Share your dilemmas and get honest opinions from other Mumsnetters.

To sell my mums fur coats??

225 replies

TheCalmingManatee · 23/09/2012 17:20

They are real fur (im not sure what they are, i think there are a couple of rabbit so less value) all vintage, she has five of them Shock I haven't a clue where she got them from, she wouldn't have bought them new, they are at least 40 years old.

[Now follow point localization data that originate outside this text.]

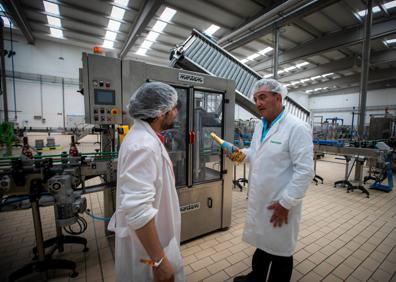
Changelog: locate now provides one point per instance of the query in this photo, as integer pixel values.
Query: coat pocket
(172, 252)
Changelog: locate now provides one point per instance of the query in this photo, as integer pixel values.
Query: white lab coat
(281, 169)
(145, 190)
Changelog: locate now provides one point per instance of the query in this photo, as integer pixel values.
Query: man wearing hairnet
(281, 168)
(147, 217)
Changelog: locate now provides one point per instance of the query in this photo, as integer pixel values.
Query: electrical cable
(88, 212)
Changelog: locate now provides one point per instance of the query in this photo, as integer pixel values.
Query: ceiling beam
(378, 75)
(354, 11)
(339, 39)
(145, 15)
(263, 25)
(16, 12)
(355, 89)
(381, 57)
(201, 17)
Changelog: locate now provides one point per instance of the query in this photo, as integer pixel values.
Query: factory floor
(342, 237)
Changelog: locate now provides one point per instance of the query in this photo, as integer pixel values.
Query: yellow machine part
(122, 131)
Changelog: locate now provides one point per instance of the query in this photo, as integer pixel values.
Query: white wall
(378, 100)
(45, 99)
(44, 58)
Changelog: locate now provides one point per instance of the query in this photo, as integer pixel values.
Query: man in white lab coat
(147, 217)
(281, 169)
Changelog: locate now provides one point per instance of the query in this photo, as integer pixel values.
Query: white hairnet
(270, 85)
(152, 100)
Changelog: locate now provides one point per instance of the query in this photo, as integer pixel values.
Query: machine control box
(102, 89)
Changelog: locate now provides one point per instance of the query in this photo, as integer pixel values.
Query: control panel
(102, 89)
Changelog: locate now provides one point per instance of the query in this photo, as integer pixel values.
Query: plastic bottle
(235, 154)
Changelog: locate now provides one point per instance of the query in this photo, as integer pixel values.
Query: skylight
(376, 9)
(117, 13)
(302, 64)
(6, 21)
(108, 44)
(290, 68)
(212, 29)
(265, 50)
(121, 2)
(54, 21)
(114, 25)
(141, 52)
(390, 41)
(167, 14)
(152, 36)
(51, 8)
(56, 32)
(146, 44)
(110, 35)
(254, 56)
(159, 26)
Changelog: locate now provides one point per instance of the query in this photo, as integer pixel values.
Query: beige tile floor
(342, 237)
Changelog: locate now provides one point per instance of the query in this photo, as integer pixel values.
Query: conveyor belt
(201, 54)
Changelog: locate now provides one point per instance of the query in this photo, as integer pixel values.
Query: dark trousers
(280, 271)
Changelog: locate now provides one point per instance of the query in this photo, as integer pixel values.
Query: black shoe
(245, 278)
(242, 278)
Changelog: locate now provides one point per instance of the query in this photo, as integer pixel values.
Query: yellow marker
(234, 153)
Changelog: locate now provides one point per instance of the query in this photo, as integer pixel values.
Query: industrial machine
(33, 181)
(203, 174)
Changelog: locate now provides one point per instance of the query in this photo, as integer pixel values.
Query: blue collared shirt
(265, 125)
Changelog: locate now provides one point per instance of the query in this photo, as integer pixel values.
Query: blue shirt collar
(273, 122)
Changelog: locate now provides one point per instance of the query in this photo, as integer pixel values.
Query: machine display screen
(104, 97)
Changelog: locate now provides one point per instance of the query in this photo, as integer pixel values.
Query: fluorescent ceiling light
(159, 26)
(56, 32)
(302, 64)
(117, 13)
(390, 5)
(265, 50)
(290, 68)
(114, 25)
(108, 44)
(6, 21)
(152, 36)
(167, 14)
(146, 44)
(390, 41)
(110, 35)
(212, 29)
(121, 2)
(54, 21)
(363, 13)
(141, 52)
(51, 8)
(254, 56)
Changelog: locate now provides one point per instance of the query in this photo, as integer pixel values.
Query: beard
(166, 124)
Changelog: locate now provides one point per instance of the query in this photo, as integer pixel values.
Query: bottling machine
(203, 174)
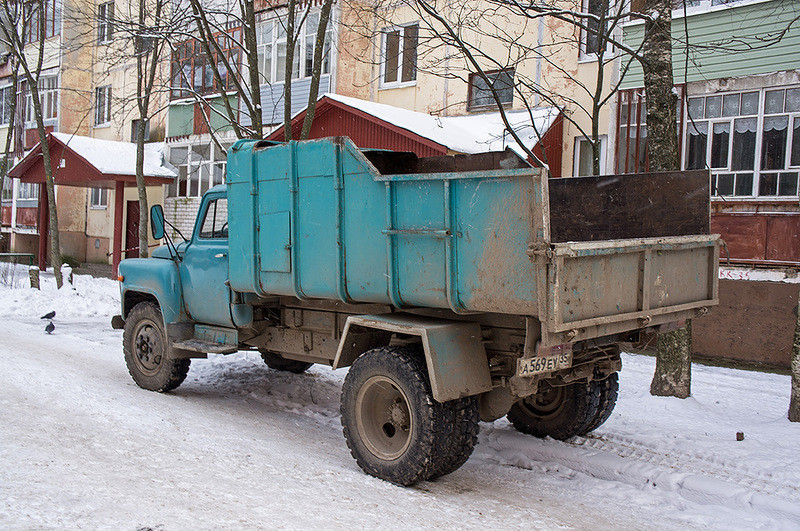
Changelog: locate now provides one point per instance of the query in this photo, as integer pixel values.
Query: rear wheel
(465, 414)
(279, 363)
(394, 428)
(608, 389)
(557, 412)
(150, 358)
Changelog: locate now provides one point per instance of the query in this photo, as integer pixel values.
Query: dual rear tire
(394, 428)
(566, 411)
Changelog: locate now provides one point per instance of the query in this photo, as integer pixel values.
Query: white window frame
(27, 191)
(105, 22)
(102, 106)
(576, 154)
(271, 34)
(583, 55)
(48, 96)
(757, 171)
(98, 198)
(194, 168)
(383, 84)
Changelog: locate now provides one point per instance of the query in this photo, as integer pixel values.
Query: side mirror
(157, 221)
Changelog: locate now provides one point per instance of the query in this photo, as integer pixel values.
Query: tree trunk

Now I am categorically anti-fur, have taken part in demos etc in my past. And a rather questionable sit in in a fur department of a posh department store in my rebellious youth Blush So, i really don't want to be supporting the fur-trade in any way shape or form. But i have noticed that there seems to be a bit of a revival for vintage fur coats.

Yesterday whilst visiting a collectors fair i noticed coats similar to my mother's for £500, you could have knocked me over wiht a feather. I asked the guy if the woman selling them (she wasn't there) was interested in buying fur and he said she was. I have spoken to my mum and she is interested, well she had actually asked me to take them to the charity shop for her a couple of months back.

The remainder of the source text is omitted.